Além disso, as limitações no conhecimento verificadas neste estudo podem ser tanto um reflexo negativo da ausência de um componente curricular específico quanto a ausência de um professor especialista para ministrar disciplina. Em outro estudo publicado por nosso grupo foi demonstrado que acadêmicos do ensino superior, quando ensinados por especialistas, apresentam melhor desempenho no conhecimento que estudantes que não tiveram um professor especialista [2]. Outro dado desse estudo, que chama a atenção, é que os participantes oriundos de instituições sem a disciplina avaliada apresentaram desconhecimento sobre as contraindicações, fato que pode agravar o quadro clínico de pacientes tratados pela fisioterapia [2].

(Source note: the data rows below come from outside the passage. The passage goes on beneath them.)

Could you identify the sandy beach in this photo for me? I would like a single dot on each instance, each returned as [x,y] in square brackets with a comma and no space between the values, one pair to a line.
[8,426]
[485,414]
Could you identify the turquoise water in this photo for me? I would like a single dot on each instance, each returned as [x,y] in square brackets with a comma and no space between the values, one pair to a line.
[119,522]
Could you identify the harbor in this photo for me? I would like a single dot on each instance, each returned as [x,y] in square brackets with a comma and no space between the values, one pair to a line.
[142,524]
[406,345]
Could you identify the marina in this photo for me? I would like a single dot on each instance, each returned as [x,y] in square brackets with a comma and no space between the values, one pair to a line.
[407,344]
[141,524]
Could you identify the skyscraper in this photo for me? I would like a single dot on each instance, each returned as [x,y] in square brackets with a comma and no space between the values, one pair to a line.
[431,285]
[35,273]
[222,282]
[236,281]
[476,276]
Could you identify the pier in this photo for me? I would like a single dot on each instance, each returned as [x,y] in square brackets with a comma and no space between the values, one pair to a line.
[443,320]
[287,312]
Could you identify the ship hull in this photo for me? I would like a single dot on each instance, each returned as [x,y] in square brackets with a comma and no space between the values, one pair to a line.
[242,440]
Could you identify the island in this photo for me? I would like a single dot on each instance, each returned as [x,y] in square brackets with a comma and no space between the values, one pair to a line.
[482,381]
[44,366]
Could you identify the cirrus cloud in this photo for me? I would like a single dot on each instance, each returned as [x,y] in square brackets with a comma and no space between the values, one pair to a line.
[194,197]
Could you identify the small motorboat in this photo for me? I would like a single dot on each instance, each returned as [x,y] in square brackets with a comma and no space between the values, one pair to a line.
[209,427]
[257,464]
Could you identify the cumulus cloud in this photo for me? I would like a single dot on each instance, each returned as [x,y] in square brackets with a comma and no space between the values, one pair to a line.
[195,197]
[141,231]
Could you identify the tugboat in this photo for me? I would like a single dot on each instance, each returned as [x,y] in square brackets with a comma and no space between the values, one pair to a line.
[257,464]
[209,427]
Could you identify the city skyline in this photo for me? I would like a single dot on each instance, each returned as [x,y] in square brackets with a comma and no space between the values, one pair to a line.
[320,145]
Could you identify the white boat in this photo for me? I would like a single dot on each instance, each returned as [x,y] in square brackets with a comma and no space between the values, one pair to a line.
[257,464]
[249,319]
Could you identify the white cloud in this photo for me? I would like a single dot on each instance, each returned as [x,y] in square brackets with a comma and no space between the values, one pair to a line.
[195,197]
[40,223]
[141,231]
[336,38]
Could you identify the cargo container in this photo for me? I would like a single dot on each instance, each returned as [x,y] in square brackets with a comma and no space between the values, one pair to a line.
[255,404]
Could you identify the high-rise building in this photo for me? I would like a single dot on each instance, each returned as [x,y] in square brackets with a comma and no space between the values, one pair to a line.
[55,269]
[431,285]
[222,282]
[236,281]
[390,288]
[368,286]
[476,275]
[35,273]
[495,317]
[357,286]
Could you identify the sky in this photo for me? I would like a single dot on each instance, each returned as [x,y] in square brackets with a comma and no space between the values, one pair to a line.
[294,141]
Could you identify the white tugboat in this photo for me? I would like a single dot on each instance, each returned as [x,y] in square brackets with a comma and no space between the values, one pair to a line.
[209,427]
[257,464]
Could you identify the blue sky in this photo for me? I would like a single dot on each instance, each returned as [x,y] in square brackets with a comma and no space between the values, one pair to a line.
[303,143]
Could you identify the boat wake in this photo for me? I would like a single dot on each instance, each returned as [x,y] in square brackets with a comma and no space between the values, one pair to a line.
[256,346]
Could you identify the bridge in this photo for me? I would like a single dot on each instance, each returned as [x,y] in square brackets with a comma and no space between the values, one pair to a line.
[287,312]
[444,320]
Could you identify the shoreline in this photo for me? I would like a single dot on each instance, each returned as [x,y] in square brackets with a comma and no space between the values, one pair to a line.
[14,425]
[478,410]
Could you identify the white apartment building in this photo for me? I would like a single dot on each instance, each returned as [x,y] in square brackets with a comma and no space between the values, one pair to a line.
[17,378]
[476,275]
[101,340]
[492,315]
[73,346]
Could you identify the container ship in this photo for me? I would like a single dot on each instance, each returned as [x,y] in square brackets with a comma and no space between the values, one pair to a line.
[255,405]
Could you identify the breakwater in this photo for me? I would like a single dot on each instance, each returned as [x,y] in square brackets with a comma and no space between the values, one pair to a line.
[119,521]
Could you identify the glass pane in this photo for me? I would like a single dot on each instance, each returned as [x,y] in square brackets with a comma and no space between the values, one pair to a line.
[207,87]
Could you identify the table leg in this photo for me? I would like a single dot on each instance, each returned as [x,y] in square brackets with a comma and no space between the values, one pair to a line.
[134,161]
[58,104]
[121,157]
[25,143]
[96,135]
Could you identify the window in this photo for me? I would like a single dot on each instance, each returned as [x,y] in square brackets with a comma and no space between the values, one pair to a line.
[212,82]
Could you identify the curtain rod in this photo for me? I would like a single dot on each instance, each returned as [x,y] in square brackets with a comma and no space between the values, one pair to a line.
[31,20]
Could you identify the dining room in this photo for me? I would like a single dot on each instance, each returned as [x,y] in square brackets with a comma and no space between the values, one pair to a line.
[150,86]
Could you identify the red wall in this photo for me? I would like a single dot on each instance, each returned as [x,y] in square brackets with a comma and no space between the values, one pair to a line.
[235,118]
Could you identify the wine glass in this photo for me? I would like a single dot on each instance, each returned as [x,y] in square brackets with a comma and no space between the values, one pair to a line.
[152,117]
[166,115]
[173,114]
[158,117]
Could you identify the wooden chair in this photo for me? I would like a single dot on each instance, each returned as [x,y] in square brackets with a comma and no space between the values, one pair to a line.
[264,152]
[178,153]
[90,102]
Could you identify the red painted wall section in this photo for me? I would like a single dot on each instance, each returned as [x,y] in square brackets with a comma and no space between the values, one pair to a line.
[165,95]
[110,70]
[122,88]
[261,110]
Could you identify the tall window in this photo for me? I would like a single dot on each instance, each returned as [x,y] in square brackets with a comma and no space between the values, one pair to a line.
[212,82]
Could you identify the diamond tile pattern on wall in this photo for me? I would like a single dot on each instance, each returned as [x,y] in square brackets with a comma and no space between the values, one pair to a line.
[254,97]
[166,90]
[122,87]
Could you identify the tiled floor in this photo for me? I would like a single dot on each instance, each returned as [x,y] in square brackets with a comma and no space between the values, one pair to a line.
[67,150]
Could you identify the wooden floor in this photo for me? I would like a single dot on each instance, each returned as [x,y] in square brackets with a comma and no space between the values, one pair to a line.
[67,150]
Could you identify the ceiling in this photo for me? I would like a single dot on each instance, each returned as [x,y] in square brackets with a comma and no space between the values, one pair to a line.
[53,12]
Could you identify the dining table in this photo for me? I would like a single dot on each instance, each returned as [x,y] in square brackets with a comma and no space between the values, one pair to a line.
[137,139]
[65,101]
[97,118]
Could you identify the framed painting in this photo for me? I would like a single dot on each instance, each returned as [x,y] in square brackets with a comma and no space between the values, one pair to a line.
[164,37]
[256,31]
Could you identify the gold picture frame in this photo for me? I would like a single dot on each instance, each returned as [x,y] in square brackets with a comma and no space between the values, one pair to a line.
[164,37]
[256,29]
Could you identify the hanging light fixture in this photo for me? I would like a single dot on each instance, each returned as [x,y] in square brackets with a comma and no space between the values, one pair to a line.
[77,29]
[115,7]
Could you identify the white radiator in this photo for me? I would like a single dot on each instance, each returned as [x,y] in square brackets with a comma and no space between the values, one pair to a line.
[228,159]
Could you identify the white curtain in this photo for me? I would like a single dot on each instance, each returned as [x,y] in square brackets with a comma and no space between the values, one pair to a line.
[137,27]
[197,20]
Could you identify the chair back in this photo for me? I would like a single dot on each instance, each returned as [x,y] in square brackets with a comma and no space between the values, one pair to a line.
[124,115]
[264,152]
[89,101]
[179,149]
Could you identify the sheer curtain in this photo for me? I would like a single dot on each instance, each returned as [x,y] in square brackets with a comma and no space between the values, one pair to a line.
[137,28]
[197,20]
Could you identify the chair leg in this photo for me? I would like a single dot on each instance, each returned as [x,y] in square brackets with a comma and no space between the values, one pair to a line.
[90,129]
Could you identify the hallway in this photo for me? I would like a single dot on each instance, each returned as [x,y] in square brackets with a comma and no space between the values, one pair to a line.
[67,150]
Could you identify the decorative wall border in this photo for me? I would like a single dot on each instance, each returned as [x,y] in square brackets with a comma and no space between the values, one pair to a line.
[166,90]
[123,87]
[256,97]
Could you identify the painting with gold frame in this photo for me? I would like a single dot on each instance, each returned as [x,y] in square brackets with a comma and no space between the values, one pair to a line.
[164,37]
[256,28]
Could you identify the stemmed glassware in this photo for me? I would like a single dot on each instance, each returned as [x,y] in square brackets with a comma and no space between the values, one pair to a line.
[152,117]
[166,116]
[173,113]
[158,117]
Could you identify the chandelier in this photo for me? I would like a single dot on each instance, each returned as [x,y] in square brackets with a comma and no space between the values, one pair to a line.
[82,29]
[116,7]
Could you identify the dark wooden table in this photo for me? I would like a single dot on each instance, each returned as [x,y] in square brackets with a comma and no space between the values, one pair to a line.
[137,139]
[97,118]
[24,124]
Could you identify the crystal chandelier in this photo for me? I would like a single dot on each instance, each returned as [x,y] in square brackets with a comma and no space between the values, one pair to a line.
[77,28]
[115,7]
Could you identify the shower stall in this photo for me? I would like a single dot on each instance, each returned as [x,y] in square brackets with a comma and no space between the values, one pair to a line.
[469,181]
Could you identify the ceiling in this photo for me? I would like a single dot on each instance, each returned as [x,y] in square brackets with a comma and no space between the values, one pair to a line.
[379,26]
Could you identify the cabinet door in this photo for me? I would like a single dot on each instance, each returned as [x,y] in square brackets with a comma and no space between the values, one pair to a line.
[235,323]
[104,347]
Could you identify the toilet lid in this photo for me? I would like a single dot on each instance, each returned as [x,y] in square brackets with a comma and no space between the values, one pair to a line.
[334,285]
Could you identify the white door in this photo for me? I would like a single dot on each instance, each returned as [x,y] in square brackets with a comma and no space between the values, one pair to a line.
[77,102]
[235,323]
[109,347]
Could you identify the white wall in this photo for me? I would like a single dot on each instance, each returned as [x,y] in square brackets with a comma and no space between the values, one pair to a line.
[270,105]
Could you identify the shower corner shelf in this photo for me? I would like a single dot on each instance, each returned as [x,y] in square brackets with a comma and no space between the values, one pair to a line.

Vale ressaltar que embora os resultados deste estudo sejam importantes para direcionar novas perspectivas de ensino a metodologia observacional do estudo, não permitem uma adequada relação de causa-efeito. Além disso, uma amostra unicêntrica limita a extrapolação dos dados, principalmente por não incluir universidades públicas. No entanto, estudos em outros centros apontaram resultados semelhantes. Outro ponto é que a avaliação empregada para estimar os conhecimentos dos alunos se limita ao domínio teórico do assunto, não podendo fazer inferências concretas sobre o domínio prático do assunto.

Finalmente, com base nas informações apresentadas, sugere-se que a qualidade do conteúdo somada ao tempo destinado ao estudo desse tema na grade curricular são os dois pontos que irão determinar a aquisição de habilidades e competências para o manejo da dor [2,7,17].

 

Conclusão

 

Existe inconsistência no conhecimento dos acadêmicos do último ano do curso de fisioterapia sobre aspectos ligados a avaliação e tratamento de pacientes com dor. Este achado parece ser potencializado pela ausência de professor especialista na disciplina de dor e na não contemplação na grade curricular de um tempo suficiente para a exposição desse tema.